" Our cravings for knowledge increases with our incapacity for blind belief. There comes a boiling point in the scale of all intellectual development, at which all faith, all revelation, and all authority evaporate, and Man claims the right to judge for himself; the right, not only to be taught but to be convinced. His infancy's leading-strings have fallen off, and subsequently, he demands to move to walk alone. Yet can no more be extinguished his cravings for Metaphysics than any physical want. It is then that the desire for philosophy becomes serious and that humankind invokes the spirits of all the genuine thinkers who have risen from its ranks. Then, too, empty wordiness and the fruitless efforts of weakened intellects no longer suffice; the want of a severe philosophy is felt, having other aims in view than expenses and salaries, and caring little therefore whether it meets the consent of cabinet-ministers, or councilors, whether it serves the purposes of this or that religious party, or not; a philosophy which, on the contrary, clearly shows that it has a very different mission in the view from that of obtaining a livelihood for the poor in spirit."
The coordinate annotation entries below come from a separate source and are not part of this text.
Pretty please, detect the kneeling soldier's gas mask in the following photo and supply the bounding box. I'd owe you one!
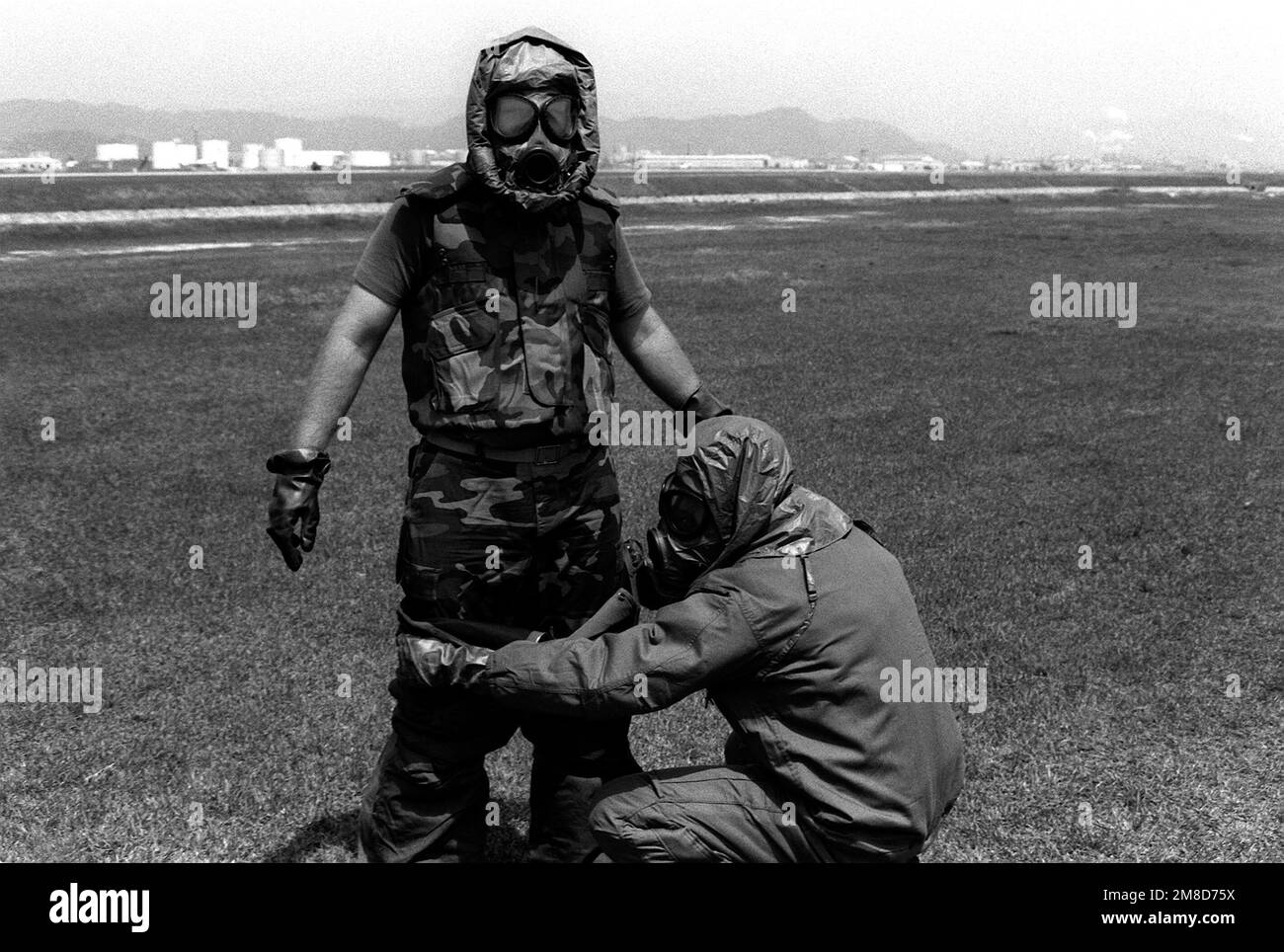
[628,467,726,608]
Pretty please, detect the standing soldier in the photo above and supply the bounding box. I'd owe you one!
[269,29,727,862]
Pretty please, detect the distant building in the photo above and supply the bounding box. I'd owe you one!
[0,155,63,172]
[869,154,941,172]
[151,138,197,169]
[348,149,393,168]
[94,142,138,162]
[273,138,307,168]
[296,149,347,169]
[634,153,771,172]
[201,138,231,168]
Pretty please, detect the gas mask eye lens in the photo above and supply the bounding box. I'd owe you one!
[491,95,538,138]
[544,96,575,141]
[491,93,575,141]
[662,493,709,539]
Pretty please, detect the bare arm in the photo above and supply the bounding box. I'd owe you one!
[611,307,700,409]
[294,284,397,450]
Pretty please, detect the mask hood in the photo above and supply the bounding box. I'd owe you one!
[465,27,601,211]
[677,416,851,571]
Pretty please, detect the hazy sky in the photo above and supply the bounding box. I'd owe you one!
[0,0,1284,153]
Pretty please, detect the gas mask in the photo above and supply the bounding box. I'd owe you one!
[465,27,601,214]
[629,470,726,608]
[489,90,579,194]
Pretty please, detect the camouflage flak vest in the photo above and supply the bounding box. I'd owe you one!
[402,166,619,436]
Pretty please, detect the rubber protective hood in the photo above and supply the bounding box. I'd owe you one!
[677,416,851,574]
[465,27,601,211]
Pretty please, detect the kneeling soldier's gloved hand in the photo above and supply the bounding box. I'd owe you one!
[682,383,732,424]
[267,449,330,572]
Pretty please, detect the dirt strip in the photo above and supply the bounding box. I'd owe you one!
[0,185,1284,227]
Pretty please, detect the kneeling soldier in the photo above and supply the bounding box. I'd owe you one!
[399,416,963,862]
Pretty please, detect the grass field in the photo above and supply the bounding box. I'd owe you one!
[0,185,1284,861]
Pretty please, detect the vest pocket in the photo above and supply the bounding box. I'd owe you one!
[424,301,500,413]
[579,304,615,413]
[522,301,585,407]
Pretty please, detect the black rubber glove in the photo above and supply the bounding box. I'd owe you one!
[682,383,733,424]
[260,449,330,572]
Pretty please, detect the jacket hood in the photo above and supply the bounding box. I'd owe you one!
[677,416,851,571]
[465,27,601,210]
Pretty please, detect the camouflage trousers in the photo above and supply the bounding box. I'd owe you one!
[360,442,638,862]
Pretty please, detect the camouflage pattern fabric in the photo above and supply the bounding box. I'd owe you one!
[397,441,621,636]
[359,442,639,862]
[402,166,619,436]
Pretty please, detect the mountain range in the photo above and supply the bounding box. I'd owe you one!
[0,99,964,160]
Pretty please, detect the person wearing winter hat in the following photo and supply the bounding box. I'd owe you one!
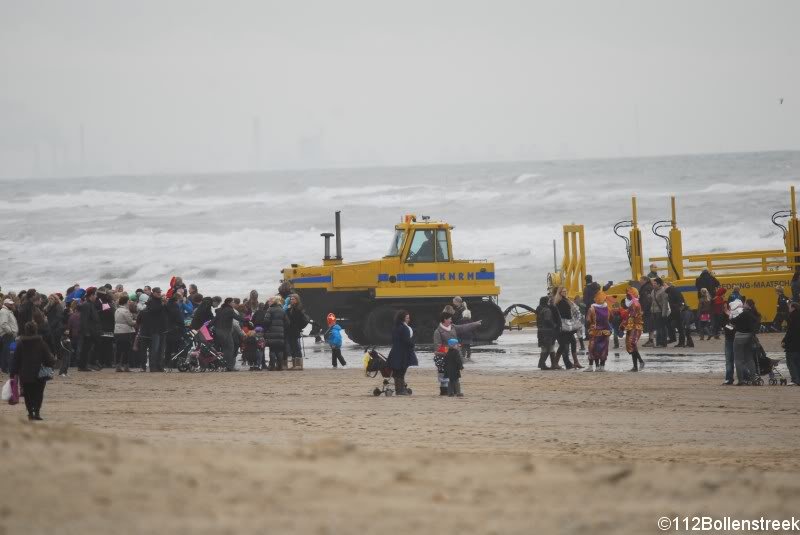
[623,287,644,372]
[444,338,464,398]
[325,313,347,368]
[729,299,759,386]
[586,290,611,372]
[0,299,19,373]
- German philosopher, Arthur Schopenhauer (1788–1860)
Spinoza formulated the profoundly important principle that *all determination is negation*. To determine the thing is to cut it off from some sphere of being and so to limit it. To define is to set boundaries. To say that a thing is green limits it by cutting it from the sphere of pink, blue, or other-coloured things. To say that it is good cuts it off from the sphere of evil. This limitation is the same as negation. To *affirm* that a thing is within certain limits is to *deny* that it is outside those limits. To say that it is green is to say that it is not pink. Affirmation involves negation. Whatever is said of a thing denies something else of it. All determination is negation.
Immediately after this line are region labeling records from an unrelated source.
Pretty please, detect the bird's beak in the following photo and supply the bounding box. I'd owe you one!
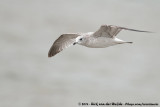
[73,42,78,45]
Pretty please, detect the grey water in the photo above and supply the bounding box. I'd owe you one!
[0,0,160,107]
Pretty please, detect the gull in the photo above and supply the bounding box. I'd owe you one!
[48,25,151,57]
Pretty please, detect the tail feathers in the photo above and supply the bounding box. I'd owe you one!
[120,27,154,33]
[125,42,133,43]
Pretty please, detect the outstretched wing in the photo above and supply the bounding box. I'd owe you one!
[48,34,80,57]
[93,25,151,38]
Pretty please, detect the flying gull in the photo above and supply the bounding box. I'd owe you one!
[48,25,150,57]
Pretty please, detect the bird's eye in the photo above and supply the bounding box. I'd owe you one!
[79,38,82,41]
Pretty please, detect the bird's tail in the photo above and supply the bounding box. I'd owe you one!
[120,27,153,33]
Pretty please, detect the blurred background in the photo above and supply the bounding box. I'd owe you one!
[0,0,160,107]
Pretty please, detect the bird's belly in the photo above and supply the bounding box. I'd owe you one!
[85,37,116,48]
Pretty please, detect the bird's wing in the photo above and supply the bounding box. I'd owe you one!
[93,25,151,38]
[48,34,80,57]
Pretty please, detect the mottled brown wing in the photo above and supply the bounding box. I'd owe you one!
[93,25,152,38]
[93,25,122,38]
[48,34,80,57]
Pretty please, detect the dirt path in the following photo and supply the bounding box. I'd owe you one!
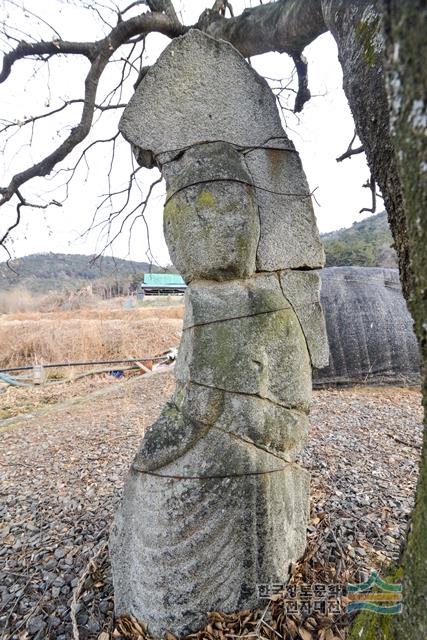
[0,372,422,640]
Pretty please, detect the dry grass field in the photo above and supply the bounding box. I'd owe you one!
[0,298,183,368]
[0,298,422,640]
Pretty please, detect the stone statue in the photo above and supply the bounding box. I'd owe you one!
[111,30,328,636]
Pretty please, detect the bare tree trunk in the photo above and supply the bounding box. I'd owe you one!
[384,0,427,640]
[206,0,427,640]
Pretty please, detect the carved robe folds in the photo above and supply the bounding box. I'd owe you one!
[111,30,328,636]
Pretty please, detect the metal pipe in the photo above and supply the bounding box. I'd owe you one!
[0,355,168,373]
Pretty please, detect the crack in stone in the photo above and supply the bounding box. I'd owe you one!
[132,462,301,480]
[279,269,315,368]
[212,426,292,463]
[183,304,292,331]
[185,379,310,415]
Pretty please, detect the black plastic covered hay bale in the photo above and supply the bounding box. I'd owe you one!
[313,267,420,386]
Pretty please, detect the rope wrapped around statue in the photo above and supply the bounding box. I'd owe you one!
[111,30,328,637]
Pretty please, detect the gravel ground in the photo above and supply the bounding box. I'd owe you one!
[0,372,422,640]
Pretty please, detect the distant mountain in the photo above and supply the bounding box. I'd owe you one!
[0,212,397,295]
[0,253,174,294]
[321,211,397,267]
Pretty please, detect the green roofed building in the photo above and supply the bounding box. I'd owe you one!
[141,273,187,296]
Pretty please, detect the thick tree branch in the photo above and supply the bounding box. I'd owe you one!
[197,0,327,58]
[0,40,96,83]
[0,13,183,206]
[292,53,311,113]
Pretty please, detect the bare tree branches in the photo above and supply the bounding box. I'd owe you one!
[292,53,311,113]
[0,0,332,258]
[359,175,377,213]
[0,8,182,215]
[0,190,62,249]
[337,131,365,162]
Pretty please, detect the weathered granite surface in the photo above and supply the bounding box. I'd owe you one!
[110,31,326,637]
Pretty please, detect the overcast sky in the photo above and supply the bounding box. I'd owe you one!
[0,0,381,265]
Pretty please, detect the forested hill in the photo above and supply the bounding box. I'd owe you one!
[322,211,397,267]
[0,253,172,294]
[0,212,397,294]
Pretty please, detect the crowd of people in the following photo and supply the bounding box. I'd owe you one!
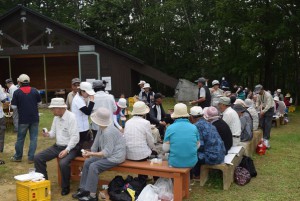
[0,74,292,201]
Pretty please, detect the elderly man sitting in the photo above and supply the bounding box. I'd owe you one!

This principle is fundamental for Hegel also, but with him it takes rather the converse form that *all negation is determination*. Formal logicians will remind us that we cannot simply convert Spinoza's proposition. But it is sufficient to point out in reply that not only does affirmation involve negation; negation likewise involves affirmation. To say that a thing belongs to one class is to affirm that it belongs to some other class,—though we may not know what that class is. Positive and negative are correlatives which mutually involve each other. To posit is to negate: this is Spinoza's principle. To negate is to posit: this is Hegel's.
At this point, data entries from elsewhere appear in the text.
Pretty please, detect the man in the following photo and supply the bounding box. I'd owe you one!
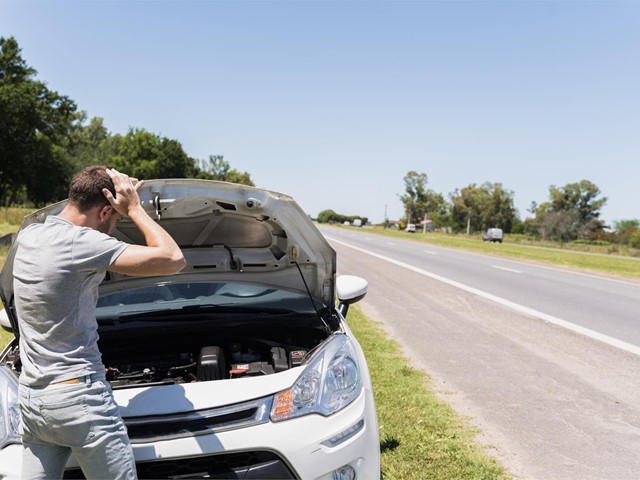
[13,166,185,479]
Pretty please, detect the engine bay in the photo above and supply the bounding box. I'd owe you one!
[99,318,327,389]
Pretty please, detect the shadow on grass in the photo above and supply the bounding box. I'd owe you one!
[380,437,400,453]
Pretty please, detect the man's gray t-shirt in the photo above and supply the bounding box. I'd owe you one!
[13,216,128,387]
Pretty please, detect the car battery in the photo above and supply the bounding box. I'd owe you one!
[289,350,307,368]
[229,362,275,378]
[271,347,289,372]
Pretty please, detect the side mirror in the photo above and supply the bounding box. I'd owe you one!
[0,308,13,331]
[336,275,369,317]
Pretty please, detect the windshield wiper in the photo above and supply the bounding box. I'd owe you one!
[98,305,301,324]
[180,305,298,315]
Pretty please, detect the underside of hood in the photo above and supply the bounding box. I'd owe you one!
[0,179,336,314]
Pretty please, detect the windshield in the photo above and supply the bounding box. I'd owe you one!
[96,282,322,320]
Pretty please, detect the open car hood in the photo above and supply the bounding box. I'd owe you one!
[0,179,336,330]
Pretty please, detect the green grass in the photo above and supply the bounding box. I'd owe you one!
[352,227,640,278]
[348,308,510,480]
[0,307,510,480]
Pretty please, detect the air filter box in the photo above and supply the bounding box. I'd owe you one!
[196,347,227,382]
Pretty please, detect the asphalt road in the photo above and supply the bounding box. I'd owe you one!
[320,226,640,480]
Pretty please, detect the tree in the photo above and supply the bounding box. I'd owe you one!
[0,37,78,205]
[399,170,428,223]
[450,182,518,233]
[613,219,640,245]
[532,180,607,242]
[399,170,449,226]
[100,129,195,180]
[195,155,254,186]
When, therefore, we meet Hegel talking about "the significant power of the negative," we have to consider that for him, negation is the very process of creation. For the *positive* nature of an object consists in its determinations. The nature of a stone is to be white, heavy, hard, etc. And since all determinations are negations, it follows that the positive nature of a thing consists in its negations. Negation, therefore, is of the very essence of a positive being. And for the world to come into being what is above all necessary is the force of negation, "the extraordinary power of the negative." The genus only becomes the species through the differentia, and the differentia is precisely that which carves out a particular class from the general class by excluding, i.e., negating, the other species. And the species again only becomes the individual in the same way, by negating other individuals. These thoughts are no causal reflections of Hegel. They underlie his entire system. We must get to understand that these three ideas, determination, limitation, and negation, all involve each other.